AWS S3, Storage Gateways and Import/Export
Simple Storage Service (S3)
S3 provides secure, durable and highly scalable object storage. The key features to S3 are,
- Objects are replicated across availability zones for redundancy.
- Files can be between 1Byte to 5TB in size
- Provides unlimited storage
- Files are stored in Buckets, equivalent to a directory
- S3 is a universal namespace. i.e buckets must be uniquely named
- New objects can be read immediately. This is not the same with updates due to propagation. AWS refers to this as,
- Read after write consistency for PUTS for new objects
- Eventual consistency for overwrite PUTS and DELETEs
There are 4 storage Tiers, each offering differing levels of availability and durability, for your data.
- S3 - Data is stored stored across multiple devices in multiple facilities and is designed to sustain the loss of 2 facilities (availability zones). AWS guarantees 99.99% availability from the S3 platform and 99.999999999% durability
- S3 IA (Infrequently Accessed) - Designed for data that is accessed less frequently but requires rapid access when needed. Though this costs less than S3 you are charged a retrieval fee. AWS guarantees 99.99% availability from the S3 platform and 99.999999999% durability.

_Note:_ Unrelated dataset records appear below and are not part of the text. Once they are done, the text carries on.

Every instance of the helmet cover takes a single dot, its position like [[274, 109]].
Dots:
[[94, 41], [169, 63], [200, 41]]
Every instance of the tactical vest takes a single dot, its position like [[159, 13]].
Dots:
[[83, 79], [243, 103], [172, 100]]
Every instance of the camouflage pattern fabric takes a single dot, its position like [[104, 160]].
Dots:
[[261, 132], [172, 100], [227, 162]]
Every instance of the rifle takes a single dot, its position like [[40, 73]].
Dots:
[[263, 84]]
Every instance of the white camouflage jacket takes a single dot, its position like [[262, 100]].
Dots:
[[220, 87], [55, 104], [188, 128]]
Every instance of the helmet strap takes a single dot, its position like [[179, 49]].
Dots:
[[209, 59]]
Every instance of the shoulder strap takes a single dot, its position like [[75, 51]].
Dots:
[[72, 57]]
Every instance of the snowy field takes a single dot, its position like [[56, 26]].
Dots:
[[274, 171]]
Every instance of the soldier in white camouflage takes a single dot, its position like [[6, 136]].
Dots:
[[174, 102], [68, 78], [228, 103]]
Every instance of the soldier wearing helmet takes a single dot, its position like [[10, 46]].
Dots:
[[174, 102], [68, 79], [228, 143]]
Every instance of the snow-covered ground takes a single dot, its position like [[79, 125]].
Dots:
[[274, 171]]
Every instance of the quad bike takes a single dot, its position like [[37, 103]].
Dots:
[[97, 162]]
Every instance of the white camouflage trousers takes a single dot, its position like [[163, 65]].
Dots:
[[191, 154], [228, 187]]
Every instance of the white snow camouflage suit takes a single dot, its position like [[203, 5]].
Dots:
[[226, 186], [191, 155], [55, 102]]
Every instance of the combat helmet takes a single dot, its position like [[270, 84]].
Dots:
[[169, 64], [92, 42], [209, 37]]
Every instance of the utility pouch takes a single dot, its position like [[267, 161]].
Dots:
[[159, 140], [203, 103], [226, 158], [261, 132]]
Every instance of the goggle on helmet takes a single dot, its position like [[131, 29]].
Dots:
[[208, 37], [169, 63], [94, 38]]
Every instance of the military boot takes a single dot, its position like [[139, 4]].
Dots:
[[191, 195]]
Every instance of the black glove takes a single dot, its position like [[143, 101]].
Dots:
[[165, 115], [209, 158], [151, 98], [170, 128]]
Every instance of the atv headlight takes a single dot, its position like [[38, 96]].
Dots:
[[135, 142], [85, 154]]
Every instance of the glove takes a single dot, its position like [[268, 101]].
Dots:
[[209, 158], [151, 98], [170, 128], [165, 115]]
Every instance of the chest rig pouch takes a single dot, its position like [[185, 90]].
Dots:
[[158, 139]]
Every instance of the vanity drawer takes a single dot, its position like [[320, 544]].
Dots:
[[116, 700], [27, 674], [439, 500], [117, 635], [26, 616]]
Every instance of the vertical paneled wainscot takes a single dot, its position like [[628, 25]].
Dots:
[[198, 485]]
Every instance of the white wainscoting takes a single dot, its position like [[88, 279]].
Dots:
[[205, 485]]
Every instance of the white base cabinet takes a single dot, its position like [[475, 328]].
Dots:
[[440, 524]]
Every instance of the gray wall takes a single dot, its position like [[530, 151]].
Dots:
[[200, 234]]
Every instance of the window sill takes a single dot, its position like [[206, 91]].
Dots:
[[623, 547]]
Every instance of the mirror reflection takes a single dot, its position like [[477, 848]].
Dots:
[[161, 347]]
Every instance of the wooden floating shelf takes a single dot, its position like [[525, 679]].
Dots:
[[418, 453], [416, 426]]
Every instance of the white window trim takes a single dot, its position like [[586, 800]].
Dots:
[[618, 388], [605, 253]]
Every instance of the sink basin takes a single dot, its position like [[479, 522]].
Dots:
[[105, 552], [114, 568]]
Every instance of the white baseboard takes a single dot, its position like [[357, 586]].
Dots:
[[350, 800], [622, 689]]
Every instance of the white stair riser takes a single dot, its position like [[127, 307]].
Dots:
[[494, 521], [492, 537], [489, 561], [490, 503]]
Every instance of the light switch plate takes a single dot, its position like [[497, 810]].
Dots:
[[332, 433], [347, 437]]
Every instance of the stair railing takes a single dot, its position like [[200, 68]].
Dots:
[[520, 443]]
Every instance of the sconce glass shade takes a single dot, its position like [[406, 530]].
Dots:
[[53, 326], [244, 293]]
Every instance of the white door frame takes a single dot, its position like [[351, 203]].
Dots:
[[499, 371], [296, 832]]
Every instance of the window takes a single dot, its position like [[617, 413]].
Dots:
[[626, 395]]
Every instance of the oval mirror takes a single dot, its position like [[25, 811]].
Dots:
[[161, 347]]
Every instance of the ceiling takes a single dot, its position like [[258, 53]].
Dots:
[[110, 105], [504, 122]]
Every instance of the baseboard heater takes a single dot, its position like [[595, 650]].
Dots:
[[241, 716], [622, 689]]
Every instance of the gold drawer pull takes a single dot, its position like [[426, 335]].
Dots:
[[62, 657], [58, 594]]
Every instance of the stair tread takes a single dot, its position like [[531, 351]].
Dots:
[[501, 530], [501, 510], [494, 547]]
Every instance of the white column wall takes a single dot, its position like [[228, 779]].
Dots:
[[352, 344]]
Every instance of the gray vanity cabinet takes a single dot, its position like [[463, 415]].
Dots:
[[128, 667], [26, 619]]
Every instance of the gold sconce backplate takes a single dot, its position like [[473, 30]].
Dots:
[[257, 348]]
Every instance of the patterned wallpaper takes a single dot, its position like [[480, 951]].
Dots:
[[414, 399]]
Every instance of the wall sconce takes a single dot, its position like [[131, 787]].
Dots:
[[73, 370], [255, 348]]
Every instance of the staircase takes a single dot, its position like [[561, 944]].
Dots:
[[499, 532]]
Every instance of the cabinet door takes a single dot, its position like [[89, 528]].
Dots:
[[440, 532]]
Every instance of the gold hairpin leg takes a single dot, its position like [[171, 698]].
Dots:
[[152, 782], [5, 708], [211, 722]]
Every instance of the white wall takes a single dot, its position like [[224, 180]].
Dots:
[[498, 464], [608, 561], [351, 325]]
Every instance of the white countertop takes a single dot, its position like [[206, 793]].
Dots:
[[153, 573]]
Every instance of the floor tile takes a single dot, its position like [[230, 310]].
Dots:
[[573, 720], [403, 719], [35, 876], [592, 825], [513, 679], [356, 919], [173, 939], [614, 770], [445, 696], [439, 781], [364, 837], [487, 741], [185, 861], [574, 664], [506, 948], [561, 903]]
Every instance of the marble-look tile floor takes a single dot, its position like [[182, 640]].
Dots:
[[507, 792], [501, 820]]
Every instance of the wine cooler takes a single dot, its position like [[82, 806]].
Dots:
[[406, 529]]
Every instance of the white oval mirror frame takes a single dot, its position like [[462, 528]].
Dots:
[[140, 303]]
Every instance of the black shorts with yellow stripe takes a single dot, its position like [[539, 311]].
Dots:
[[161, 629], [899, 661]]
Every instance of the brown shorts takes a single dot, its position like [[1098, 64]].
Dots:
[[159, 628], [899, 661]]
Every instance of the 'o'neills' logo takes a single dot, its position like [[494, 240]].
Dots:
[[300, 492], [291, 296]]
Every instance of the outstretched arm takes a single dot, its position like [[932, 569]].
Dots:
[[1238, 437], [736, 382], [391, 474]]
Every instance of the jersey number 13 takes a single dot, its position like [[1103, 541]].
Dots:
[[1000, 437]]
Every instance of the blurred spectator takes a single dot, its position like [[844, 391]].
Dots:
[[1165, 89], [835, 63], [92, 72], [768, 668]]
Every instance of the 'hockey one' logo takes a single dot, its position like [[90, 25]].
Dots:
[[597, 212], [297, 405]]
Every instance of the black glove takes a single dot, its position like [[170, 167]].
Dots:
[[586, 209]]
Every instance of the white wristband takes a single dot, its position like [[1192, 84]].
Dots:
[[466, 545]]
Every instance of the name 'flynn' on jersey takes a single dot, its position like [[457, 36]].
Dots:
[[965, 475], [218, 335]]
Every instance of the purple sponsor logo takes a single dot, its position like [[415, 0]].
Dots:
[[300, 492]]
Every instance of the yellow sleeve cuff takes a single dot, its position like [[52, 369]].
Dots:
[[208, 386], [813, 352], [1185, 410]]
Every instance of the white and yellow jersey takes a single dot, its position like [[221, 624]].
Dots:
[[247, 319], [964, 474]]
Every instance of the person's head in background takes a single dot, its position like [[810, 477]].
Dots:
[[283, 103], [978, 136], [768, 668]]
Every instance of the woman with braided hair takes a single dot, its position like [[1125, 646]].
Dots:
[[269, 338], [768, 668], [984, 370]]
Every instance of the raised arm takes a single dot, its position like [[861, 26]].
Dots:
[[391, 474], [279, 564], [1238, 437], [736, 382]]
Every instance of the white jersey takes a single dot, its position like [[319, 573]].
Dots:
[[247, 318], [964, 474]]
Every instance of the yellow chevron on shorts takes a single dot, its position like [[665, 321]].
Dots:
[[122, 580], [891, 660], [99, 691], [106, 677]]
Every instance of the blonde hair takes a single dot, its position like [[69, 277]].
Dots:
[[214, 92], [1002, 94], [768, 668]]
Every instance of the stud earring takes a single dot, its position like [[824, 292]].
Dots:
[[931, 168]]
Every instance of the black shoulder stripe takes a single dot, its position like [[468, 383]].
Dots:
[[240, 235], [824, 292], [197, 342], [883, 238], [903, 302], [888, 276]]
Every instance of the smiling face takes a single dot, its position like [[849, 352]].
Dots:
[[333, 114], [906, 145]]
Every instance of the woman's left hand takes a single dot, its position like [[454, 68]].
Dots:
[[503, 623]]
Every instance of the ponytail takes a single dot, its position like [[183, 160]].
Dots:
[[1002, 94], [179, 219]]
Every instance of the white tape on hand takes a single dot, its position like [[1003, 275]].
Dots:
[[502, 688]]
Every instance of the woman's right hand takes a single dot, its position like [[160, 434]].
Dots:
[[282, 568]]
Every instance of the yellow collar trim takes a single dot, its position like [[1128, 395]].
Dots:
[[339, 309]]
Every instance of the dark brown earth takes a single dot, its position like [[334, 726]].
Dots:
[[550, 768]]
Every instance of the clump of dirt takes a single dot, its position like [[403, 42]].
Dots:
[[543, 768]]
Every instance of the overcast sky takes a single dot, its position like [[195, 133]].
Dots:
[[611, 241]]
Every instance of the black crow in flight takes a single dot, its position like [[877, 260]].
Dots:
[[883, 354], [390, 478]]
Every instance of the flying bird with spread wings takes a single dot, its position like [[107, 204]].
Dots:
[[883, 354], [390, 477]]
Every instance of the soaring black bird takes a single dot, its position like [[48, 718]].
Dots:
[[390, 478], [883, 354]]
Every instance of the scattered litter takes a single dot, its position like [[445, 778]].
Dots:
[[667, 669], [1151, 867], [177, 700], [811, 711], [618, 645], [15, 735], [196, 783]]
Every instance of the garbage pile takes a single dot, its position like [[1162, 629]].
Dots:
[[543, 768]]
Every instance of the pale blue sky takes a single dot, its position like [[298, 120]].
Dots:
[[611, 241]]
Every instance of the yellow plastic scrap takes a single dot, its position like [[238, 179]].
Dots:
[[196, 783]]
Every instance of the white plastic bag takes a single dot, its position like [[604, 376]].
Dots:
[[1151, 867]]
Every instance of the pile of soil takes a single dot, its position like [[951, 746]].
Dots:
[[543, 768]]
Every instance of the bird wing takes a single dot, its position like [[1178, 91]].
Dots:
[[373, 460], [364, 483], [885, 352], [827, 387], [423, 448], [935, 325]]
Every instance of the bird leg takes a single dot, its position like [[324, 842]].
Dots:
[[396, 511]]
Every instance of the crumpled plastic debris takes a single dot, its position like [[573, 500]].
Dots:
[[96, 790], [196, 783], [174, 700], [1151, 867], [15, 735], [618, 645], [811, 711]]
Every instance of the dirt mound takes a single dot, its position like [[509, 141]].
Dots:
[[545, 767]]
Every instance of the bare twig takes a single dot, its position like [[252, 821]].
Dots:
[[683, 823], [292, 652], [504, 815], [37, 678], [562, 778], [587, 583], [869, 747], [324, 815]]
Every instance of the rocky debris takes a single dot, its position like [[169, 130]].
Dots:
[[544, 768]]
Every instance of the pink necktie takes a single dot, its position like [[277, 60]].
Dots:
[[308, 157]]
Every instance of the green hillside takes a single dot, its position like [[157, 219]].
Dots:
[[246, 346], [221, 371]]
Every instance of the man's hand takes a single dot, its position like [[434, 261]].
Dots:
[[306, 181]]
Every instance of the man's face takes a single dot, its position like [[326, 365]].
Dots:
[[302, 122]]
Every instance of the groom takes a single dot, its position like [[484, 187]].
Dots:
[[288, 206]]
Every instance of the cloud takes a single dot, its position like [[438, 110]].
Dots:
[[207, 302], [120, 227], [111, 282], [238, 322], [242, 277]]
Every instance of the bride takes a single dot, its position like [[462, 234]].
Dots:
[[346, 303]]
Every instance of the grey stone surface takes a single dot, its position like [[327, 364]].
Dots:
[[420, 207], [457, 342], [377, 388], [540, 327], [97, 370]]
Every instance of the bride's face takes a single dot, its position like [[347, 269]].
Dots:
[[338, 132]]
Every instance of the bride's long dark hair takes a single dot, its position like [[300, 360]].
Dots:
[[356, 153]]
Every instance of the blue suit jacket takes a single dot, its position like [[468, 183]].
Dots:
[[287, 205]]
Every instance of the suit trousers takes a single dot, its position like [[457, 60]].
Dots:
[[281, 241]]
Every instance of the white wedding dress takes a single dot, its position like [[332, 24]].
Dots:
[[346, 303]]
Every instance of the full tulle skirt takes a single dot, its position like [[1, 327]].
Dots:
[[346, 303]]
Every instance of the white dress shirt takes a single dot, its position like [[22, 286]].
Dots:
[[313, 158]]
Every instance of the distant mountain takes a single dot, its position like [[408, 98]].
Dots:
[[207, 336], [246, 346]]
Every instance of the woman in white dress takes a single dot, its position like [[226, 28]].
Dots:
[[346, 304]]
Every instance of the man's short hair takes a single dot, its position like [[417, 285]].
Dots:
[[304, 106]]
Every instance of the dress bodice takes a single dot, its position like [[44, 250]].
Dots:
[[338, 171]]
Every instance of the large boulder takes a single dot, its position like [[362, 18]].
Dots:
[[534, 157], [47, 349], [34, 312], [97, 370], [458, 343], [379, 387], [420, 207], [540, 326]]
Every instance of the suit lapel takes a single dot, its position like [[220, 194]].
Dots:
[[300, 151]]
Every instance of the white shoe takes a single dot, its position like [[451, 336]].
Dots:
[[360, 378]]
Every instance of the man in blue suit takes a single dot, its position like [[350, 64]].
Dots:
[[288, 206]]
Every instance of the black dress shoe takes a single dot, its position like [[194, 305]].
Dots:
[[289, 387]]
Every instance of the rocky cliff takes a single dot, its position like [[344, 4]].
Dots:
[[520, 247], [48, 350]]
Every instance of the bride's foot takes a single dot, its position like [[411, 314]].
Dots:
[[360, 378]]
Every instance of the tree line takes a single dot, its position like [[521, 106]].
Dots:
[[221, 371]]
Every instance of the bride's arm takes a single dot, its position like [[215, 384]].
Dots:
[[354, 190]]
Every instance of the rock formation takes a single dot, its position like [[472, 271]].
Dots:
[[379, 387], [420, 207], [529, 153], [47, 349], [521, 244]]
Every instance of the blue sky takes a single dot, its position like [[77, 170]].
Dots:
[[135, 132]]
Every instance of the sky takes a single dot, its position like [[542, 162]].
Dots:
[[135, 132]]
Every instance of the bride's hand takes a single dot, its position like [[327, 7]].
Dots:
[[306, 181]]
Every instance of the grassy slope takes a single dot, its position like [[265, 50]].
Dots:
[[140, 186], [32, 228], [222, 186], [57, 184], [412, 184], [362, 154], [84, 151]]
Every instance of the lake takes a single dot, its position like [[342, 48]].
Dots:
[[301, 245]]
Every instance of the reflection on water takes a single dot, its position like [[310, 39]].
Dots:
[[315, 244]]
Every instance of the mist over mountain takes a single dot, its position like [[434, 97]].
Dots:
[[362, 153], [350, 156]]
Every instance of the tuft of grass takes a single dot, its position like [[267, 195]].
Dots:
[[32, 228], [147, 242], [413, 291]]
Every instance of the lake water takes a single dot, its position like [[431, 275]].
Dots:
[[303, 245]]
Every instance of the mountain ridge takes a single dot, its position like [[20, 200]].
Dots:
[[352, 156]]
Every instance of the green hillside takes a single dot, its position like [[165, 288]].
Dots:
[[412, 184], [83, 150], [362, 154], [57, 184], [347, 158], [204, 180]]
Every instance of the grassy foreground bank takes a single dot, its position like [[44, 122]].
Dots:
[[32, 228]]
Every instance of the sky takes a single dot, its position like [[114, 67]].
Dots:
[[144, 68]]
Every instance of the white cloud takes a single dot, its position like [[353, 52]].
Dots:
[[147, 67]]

- Reduced Redundancy Storage - Provides less durability (99.99%). Ideal for non critical data. AWS guarantees 99.99% availability from the S3 platform and 99.99% durability.
- Glacier - Designed for long term storage and data that is not frequently accessed. Retrieval times range between 3-5 hours.
What do you mean by durable ? This basically translates to the % of objects, on average that will be lost.
In terms of charges. Users are charged based on the storage consumed, requests performed and the bandwidth used.
Versioning provides you with the ability to store versions for each of your objects, in turn offering a great backup mechanism. It is worth mentioning though, once enabled this feature can only be suspended not removed.
Objects are restored within the UI/S3 section via,
- Versions / Show
- Select File line with Delete Marker
- Actions / Delete
Cross Region Replication
Cross Region Replication synchronizes objects from one region to another. This feature relies on version control. Additionally, it is worth mentioning that objects stored after this feature is enabled are replicated.
Lifecycle Rules allow you to manage storage costs by controlling the lifecycle of your objects. You can define when an object should be moved to another storage tier, such as S3 IA, or Glacier. Likewise you can define the life of your object before it is deleted.
This feature can be used in conjunction with versioning, allowing to assign rules to both current and previous versions.
S3 Transfer Acceleration
S3 Transfer Acceleration improves the upload speeds to S3 via the use of CloudFront. This works by your file being uploaded to an Edge Location. Optimization methods are then used to send your data from the Edge Location back to the origin.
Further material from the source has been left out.